Commissioner, San Jose Arts Commission; RPM Consulting; National Trustee – Northern California Representative, National Board Filipino American National Historical Society (FANHS)

Nonprofit executive director, educator, grants professional, performing artist, community activist, historian, advocate for children and youth — for the last 20 years, Ron P. Muriera has integrated his various experiences and knowledge into his current calling serving communities locally in the San Francisco Bay Area, California and throughout the nation.

As the sole proprietor of RPM Consulting, Ron has helped several organizations and agencies obtain funding from government, public and private sources. Having a long history of involvement in community planning and collaboration as well as extensive experience providing technical assistance to Federal TRIO Program personnel (specifically Educational Talent Search and Upward Bound), after-school and other school-linked services, Ron has an in-depth knowledge of these areas and has hands-on experience of what a successful program entails. Additionally, As a performing artist himself, Ron is very familiar and knowledgeable on funding for arts and cultural organizations.

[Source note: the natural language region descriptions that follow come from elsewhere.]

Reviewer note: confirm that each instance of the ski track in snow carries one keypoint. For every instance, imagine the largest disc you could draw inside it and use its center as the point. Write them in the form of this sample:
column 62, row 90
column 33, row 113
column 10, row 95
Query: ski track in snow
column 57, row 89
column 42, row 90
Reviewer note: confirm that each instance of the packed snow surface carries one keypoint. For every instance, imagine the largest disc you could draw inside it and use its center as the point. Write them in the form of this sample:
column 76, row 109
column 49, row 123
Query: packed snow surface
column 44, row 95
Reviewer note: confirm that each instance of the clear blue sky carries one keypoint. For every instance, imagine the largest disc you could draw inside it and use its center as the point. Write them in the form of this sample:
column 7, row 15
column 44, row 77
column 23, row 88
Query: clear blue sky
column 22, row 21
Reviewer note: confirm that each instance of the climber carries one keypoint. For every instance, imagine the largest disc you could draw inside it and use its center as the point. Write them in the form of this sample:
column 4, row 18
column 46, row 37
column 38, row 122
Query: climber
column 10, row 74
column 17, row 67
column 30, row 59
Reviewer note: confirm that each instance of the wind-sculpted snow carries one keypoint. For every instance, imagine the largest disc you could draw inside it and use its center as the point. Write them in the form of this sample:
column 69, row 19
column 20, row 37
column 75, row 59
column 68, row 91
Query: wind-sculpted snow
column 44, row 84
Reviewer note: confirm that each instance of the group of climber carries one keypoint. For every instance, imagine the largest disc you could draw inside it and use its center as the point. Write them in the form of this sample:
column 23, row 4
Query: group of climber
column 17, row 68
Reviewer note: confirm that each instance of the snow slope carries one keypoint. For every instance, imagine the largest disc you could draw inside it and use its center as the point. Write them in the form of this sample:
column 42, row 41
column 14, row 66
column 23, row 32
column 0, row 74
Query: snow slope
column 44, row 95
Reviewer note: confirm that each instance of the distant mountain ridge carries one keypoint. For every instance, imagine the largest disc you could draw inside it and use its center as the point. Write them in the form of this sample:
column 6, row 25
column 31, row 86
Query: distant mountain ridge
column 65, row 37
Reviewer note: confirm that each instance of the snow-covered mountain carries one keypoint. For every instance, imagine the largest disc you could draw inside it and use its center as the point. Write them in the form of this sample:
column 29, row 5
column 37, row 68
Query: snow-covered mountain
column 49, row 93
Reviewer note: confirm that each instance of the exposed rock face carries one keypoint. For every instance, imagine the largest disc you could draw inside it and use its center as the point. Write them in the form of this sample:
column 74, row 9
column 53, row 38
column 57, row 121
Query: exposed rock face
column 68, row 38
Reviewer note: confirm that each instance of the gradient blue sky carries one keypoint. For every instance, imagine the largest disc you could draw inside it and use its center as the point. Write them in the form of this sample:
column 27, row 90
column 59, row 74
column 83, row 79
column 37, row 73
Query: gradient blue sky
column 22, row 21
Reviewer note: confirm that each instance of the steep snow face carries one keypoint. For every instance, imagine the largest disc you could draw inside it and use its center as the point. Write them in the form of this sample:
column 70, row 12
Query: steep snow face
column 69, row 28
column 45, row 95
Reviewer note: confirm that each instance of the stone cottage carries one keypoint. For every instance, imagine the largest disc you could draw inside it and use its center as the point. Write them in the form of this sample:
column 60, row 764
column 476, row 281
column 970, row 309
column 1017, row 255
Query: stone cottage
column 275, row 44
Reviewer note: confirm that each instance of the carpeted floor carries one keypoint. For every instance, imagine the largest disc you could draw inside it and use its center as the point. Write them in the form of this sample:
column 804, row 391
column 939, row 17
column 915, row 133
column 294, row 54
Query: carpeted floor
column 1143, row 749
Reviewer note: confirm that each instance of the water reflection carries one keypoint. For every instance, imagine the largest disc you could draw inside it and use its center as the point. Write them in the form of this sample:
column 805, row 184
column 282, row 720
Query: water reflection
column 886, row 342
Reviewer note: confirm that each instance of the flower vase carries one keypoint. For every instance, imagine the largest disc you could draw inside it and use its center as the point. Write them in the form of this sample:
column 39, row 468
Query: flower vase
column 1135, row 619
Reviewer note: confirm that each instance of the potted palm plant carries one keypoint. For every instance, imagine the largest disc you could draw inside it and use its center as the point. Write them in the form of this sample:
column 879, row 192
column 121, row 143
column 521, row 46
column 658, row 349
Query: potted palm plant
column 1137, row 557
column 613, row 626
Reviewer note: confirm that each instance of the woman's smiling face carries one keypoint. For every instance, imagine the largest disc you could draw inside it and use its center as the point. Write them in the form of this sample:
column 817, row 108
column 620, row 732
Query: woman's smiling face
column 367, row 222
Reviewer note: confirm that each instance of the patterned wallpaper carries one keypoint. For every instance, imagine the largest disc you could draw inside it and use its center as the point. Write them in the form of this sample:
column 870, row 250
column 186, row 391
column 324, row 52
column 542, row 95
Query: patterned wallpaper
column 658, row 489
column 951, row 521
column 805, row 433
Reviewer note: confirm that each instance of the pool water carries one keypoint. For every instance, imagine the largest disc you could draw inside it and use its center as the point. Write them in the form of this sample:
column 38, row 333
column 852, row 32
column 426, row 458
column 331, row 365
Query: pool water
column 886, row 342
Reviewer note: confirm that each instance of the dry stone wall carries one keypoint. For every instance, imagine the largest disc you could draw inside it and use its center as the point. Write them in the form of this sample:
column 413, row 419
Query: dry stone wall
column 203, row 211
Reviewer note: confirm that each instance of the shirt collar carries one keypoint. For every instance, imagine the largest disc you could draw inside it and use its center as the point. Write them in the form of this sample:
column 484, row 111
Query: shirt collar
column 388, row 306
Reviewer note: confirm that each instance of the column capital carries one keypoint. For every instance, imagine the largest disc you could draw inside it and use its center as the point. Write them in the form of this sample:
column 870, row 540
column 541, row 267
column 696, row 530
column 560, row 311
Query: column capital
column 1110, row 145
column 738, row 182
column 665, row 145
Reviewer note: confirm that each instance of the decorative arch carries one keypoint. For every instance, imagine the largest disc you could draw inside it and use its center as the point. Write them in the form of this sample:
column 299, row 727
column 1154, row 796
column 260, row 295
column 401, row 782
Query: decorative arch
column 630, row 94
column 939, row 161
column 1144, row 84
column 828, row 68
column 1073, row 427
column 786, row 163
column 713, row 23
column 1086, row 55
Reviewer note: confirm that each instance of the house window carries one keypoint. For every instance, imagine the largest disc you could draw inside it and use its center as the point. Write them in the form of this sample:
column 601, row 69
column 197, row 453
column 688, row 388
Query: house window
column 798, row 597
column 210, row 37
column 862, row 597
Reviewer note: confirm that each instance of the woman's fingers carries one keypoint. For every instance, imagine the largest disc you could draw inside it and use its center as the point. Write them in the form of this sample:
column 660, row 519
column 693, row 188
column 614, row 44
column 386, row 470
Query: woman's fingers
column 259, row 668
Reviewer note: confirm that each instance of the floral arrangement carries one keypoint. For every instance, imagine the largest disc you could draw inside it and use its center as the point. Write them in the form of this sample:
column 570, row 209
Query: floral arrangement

Ron has provided service on several nonprofit boards, most notably:
Coleman Advocates for Children and Youth, San Francisco
University of San Francisco’s Partnership Academy
Western Association of Educational Opportunity Personnel (WESTOP)

Readings & Assignments

Please download and read/fill-in the following:

  1. Personal Vision Worksheet
  2. 5 Coaching Skills
  3. Staying Woke Requires Rest

Assignments:

Consider these visioning questions prior to this session

  • What issues and activities energize you at the highest level?
  • What major contributions or lasting legacy would you like to leave in the field?
  • What is the difference you wish to make in your community?
  • What strengths have other people commented on about you and your accomplishments?
  • What strengths do you see in yourself?

Exercise: Starting your Box

Start with two boxes, write rejuvenation/balance/on-going commitment to living and working, or whatever else strikes your fancy on the outside of one box. On the other pick a keyword or phrase from your mission statement. Cover them in great fabric, or paint, or collage, do whatever you want to make the boxes yours.

  • Grab some cards (repurposed Christmas cards work great!):
  • Write on one card an intention for rejuvenation and any related goals
  • On another your mission statement and any goals related to that.
  • Over the course of the month:
    • Put items or ideas into box one that remind you to have balance in your life, or things that your do (or represent what you do) in order to maintain balance
    • In box two, put all the things that align with your personal mission statement. Again it can be any items as long as they are related to your mission and the direction of that mission.
  • What you put in your boxes might be concert tickets, small statues, snippets of fabric, letters from loved ones, music scores, cds, paintings, wine corks, books, journal pages, research, pieces of history, demolished building, etc.
  • This box is the holding place for your dreams, your place to put in time for thinking and research, but it is not the “thing” itself.